All video from WatchESPN.

On the first part of this possession, Hunter is matched up on White. After White turns the corner of a Luke Maye screen, he’s looking to attack. The only problem is there’s no room to split between the long limbs on Hunter and Key. White’s forced to the corner where he falls to the ground and nearly turns it over after Key closes down any room to operate. You can see the frustration on White’s face in the moments afterward.

Then, on the ensuing inbounds play, the ball eventually ends up in White’s hands, and he tries a deep three coming off a screen. This is a shot he had been able to get off cleanly earlier in the night against Clark and throughout the year against other point guards.
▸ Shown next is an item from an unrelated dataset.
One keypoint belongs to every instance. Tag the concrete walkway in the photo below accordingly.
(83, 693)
But here, Hunter and his 6-foot-7 frame and length block the shot. Another desperation three is off the mark, and Virginia is in the clear.

After starting the game strong, White missed his final seven shots. His only points over the final 10 minutes of the game were two free throws. Though he finished with a team-high 17 points, it took him 19 shots to do so, which didn’t endear him to his coach, Roy Williams.
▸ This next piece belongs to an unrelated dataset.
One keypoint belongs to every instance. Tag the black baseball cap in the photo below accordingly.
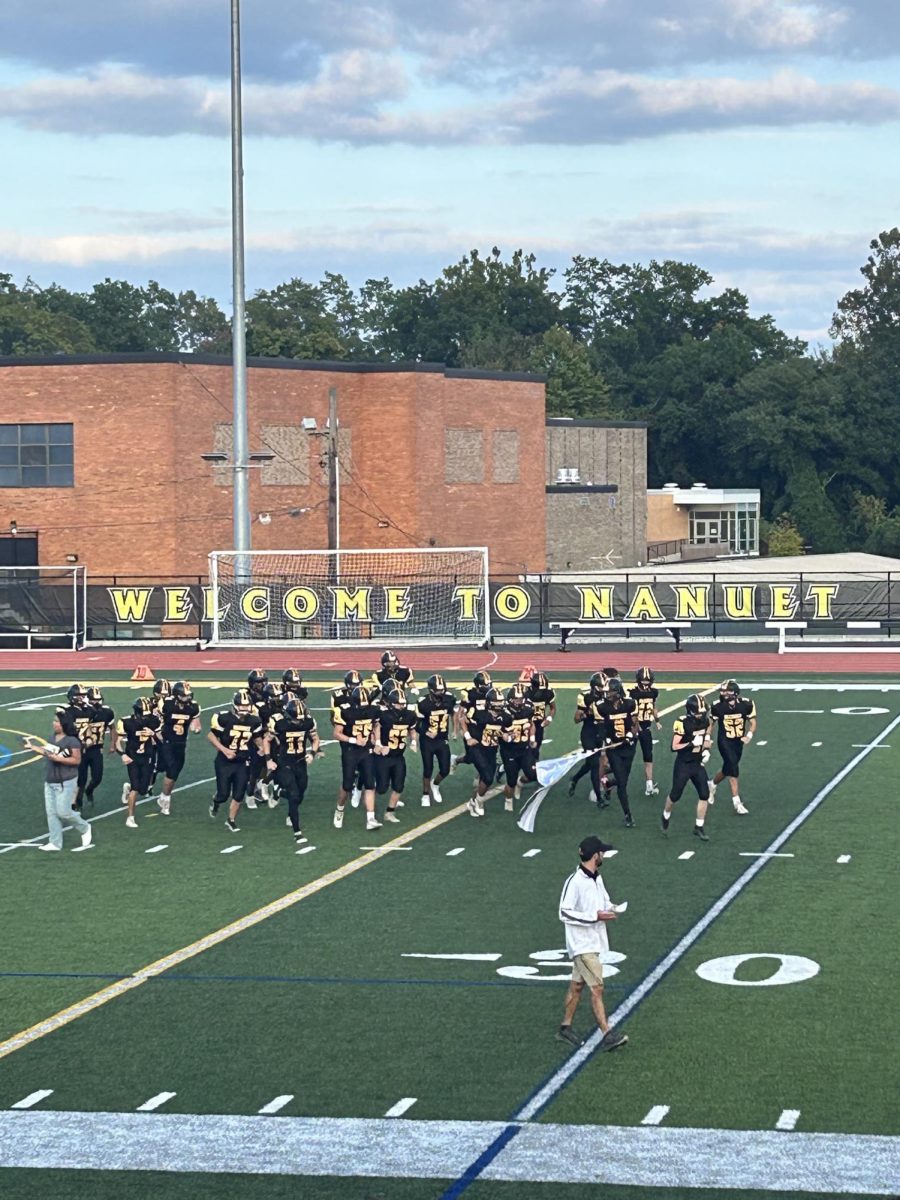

“He was 6 for 19,” Williams said after the game. “If you think I’m going to praise somebody for that, you’re not watching the same game I’m playing.”

Quick interior rotations

Jack Salt is Virginia’s best interior defender. He’s strong, he understands the pack line as well as anyone, and he’s very good at altering shots without fouling. But against UNC, he didn’t really fit the opponent. The Tar Heels employ two more perimeter-oriented bigs in Luke Maye and Cameron Johnson as well as the athletic Garrison Brooks. Salt is a throwback big man without a clear match against the Tar Heels, and as a result he played a season-low 10 minutes.
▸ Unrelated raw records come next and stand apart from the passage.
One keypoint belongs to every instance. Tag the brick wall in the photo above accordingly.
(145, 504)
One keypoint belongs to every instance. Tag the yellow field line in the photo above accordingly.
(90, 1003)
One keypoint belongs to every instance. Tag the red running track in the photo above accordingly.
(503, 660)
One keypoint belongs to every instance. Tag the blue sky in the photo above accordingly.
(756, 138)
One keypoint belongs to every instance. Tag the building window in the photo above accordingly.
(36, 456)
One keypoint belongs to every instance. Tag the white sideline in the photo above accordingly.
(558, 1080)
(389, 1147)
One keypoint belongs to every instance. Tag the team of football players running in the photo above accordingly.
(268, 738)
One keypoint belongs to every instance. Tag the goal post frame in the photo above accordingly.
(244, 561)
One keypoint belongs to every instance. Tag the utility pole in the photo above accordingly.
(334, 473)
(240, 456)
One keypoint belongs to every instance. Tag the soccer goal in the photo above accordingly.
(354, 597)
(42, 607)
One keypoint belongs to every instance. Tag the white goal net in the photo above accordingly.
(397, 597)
Over the final 11-plus minutes of the game, it was exclusively Diakite and Huff as the Virginia big men. And they did a terrific job with quick rotations and recoveries in the lane, especially when White tried to force his way to the basket.

Here are three examples:

Example 1:

On this play, Virginia actually commits the cardinal sin of letting White slice through the pick-and-roll defense, as Hunter is a little bit hesitant getting in White’s way. But both Key and Diakite play their help defense perfectly, and Diakite swats away White’s driving attempt, forcing a shot clock violation. This came at a crucial time in the game, too. Kyle Guy had just hit a three on the other end to cut a seven-point deficit to four, and the shot clock violation led to the under-eight media timeout. It was the first sign of life for the Cavaliers’ comeback.

Example 2:

Freeze this play as soon as Luke Maye catches the ball in the paint, and it seems like a certainty that either he or Brooks will score here. Instead, Hunter manages to guard both until Huff recovers, and Brooks forces up a wild shot. Of course, the more major impact of this play — White’s buzzer beater-turned-shot clock violation — was yet to come, but give Virginia credit for not allowing what looked like an easy score down low.

Example 3:

In this sequence, White actually gets exactly where he wants to after crossing over past Guy. But Guy doesn’t give up on the play, forcing White to shoot over Huff. This is where Huff’s 7-foot-1 frame makes the biggest difference, and White’s wild shot comes nowhere near the rim.

The Cavaliers’ performance on White down the stretch was especially impressive considering he is an elite finisher at the rim. Per Hoop-Math, White converts 67.8 percent of his shots at the rim, a terrific number for a guard. But against Virginia, his offense came to a complete halt, and the Cavaliers came away with a big-time victory fueled by their outstanding defense.